No livro Menino Tropeiro, o autor narra uma viagem de sua família que quase se transformou em tragédia. Leia os detalhes.
"Antes do nascimento de meu quarto irmão, Rogério, numas férias de fim de ano, a família resolveu visitar meus avós na cidade de Campos Novos. Como a distância era bem razoável, os preparativos foram minuciosos. Arrumamos dois cavalos e uma mula e viajamos até uma fazenda às margens do Rio Canoas, cujo proprietário traçou um mapa para que seguíssemos um caminho pela floresta, margeando o rio. Assim, reduziríamos bem a distância. Num determinado ponto do rio, encontramos uma balsa e passamos para o outro lado, na direção do povoado de Abdon Batista, onde pernoitamos na casa de um conhecido de meu pai.
No
dia seguinte, bem cedo, partimos para Campos Novos, onde chegamos à noite,
famintos e cansados. Minha avó, que não conhecia os netos, nos recebeu com
muita alegria e o velho João Gomes foi um anfitrião bem agradável. A maioria
dos irmãos de minha mãe já tinha tomado rumo na vida e as mulheres estavam
quase todas casadas. Ali só permanecia o irmão mais novo de minha mãe, de nome
Antônio, um pouco mais velho do que eu e duas tias, sendo uma delas, tia
Adelaide. Ficamos uns quinze dias em Campos Novos e retornamos para Anita
Garibaldi numa bela manhã.
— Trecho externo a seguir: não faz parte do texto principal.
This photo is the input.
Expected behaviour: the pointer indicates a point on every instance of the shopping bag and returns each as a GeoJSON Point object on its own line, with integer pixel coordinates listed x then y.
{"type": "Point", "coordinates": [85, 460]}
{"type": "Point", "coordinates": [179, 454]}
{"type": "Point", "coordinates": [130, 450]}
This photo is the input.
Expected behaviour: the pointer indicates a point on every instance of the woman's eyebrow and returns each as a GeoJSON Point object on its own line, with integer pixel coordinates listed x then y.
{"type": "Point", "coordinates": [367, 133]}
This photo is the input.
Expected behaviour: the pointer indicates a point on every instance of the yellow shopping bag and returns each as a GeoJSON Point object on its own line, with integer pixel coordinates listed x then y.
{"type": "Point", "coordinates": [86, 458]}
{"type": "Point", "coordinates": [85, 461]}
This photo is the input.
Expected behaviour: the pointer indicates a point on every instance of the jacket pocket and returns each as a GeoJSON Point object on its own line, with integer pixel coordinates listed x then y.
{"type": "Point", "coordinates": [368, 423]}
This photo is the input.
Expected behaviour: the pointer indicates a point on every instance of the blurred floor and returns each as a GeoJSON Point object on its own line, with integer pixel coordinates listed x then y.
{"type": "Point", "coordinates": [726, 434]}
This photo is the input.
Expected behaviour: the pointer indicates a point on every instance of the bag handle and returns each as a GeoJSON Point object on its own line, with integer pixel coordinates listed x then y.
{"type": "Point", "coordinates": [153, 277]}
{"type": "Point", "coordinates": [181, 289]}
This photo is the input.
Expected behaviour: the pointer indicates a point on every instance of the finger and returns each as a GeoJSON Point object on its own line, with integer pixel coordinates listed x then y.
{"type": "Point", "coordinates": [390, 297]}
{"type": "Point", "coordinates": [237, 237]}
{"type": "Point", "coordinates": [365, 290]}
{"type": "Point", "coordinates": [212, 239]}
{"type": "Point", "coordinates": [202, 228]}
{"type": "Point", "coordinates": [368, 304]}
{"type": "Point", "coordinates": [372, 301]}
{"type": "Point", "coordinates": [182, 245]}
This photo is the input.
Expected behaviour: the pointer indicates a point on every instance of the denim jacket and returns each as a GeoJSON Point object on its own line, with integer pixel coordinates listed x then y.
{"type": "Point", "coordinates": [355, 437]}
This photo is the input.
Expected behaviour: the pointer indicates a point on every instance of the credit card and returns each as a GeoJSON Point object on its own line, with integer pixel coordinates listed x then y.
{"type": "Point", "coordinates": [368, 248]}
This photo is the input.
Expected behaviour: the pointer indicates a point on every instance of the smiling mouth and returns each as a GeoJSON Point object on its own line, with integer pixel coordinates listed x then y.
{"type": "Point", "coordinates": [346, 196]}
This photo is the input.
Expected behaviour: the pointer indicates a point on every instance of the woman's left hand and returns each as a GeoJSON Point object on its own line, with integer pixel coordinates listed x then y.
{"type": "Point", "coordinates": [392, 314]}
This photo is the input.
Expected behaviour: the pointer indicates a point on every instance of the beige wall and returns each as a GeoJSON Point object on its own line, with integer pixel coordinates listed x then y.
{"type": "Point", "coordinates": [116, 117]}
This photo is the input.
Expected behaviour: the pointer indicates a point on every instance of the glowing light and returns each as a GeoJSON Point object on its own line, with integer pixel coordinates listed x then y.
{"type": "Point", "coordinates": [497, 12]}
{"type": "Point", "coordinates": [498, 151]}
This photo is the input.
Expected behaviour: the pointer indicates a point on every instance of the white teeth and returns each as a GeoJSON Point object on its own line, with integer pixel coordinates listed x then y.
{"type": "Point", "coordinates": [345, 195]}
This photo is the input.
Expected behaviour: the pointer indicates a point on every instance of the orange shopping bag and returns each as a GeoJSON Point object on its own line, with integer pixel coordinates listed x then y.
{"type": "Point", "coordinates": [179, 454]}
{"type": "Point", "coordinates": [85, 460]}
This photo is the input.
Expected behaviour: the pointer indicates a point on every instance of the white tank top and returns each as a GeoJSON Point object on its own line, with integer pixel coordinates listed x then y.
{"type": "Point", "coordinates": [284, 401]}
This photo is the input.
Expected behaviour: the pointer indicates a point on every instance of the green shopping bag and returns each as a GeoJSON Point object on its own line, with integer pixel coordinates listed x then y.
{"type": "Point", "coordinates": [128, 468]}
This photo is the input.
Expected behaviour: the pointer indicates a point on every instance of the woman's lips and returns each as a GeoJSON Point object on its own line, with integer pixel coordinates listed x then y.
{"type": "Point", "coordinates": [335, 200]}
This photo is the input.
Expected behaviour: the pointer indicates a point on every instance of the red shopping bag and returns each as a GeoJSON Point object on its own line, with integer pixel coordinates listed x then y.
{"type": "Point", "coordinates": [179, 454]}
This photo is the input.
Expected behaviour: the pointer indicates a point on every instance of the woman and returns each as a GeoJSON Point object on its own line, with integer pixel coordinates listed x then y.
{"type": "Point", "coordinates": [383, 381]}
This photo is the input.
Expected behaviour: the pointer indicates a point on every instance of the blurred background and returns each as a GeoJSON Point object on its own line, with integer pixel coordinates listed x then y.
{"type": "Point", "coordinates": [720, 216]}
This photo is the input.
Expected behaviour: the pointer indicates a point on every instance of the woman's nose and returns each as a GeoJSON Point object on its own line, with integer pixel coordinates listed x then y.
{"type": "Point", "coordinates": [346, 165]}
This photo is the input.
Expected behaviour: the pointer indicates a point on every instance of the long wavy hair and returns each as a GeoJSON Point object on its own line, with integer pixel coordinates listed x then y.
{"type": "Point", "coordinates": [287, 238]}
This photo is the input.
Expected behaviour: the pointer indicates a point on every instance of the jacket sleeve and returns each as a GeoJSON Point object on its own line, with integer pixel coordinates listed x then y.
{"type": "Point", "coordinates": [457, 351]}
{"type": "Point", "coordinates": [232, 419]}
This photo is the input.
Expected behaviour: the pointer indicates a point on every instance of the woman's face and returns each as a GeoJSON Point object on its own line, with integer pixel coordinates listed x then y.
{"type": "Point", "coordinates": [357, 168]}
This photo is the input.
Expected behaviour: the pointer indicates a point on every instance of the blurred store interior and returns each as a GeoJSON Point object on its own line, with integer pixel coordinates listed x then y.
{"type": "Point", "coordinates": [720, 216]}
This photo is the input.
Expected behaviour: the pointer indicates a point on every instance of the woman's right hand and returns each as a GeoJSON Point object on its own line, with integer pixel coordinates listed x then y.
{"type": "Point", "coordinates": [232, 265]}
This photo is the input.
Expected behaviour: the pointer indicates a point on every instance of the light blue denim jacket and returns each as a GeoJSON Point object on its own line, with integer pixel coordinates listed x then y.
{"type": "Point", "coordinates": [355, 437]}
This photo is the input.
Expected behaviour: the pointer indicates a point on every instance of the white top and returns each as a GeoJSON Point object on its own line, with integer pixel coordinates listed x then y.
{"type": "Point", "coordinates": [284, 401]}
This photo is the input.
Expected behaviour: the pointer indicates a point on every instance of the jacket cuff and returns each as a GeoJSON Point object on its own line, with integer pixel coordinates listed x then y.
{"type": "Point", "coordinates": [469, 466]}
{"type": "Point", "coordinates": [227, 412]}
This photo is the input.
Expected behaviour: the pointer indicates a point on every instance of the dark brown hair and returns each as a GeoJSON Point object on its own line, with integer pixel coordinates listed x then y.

Saímos de madrugada e, por volta do meio dia, já atravessávamos
de balsa o rio Canoas.
Na
outra margem do rio, tinha uma área gramada à sombra das árvores e minha mãe
achou o lugar bem apropriado para a sesteada, como
dizíamos. Descemos dos cavalos e, enquanto ela preparava uma rápida refeição,
levei os animais para um pequeno pasto próximo, me colocando de guarda no
começo da estrada
para impedi-los de fugir.
Minha
mãe preparou pão com queijo e linguiça para todos e me chamou para buscar a
minha porção.
–
Mãe – disse eu, – não vou sair daqui, porque os animais podem fugir.
–
Os animais estão pastando e não vão fugir.
Eu
ainda insisti, mas ela ordenou, com apoio de meu pai, que eu buscasse o lanche
e não me preocupasse com as montarias. Só que eles não entendiam de cavalos
como eu. Saí bem devagar e me afastei uns trinta metros, quando um dos cavalos
ergueu a cabeça e, ao ver o caminho livre, avançou rápido, seguido dos outros
animais.
–
Eu não disse pra senhora que eles iam fugir - gritei desesperado, enquanto me
precipitava atrás das bestas.
Nessas circunstâncias, a única maneira de cercar animais fujões é cortar caminho e ir esperá-los em frente, o que a situação do momento não permitia, porque a mata era muito fechada, cheia de espinheiros. Assim, enquanto eu e meu pai corríamos atrás deles, mais se distanciavam de nós. Eu estava desesperado e meu pai bufava de nervoso. Enquanto corríamos, eu pensava nas consequências. Em primeiro lugar, os animais não eram nossos e éramos responsáveis por eles. Depois, como iria ficar a família, perdida no meio do mato, com duas crianças pequenas (eu já me considerava um adulto). A corrida desesperada demorou mais ou menos uma meia hora, quando o céu veio em nosso socorro. Numa curva do caminho, avistamos as montarias pastando, tranquilamente, junto ao portão de uma propriedade, cuja cerca os impedia de seguirem adiante. Cansados e nervosos (meu pai mais nervoso do que eu) nos aproximamos e seguramos os três infratores pelas rédeas e tomamos o caminho de volta, enquanto seu Heitor a eles se referia com alguns adjetivos bem pesados, como se os pobres quadrúpedes tivessem consciência do mal que tinham praticado. Fomos encontrar dona Lina inconsolável, na previsão do pior, enquanto meus irmãos choramingavam assustados. Arrumamos as trouxas, nos acomodamos sobre os arreios e cavalgamos silenciosos em direção de casa, onde chegamos no final do dia. Durante o restante do trajeto, não encontramos ninguém, um sinal do que poderia ter sido o desfecho da viagem, se tivéssemos perdido os animais".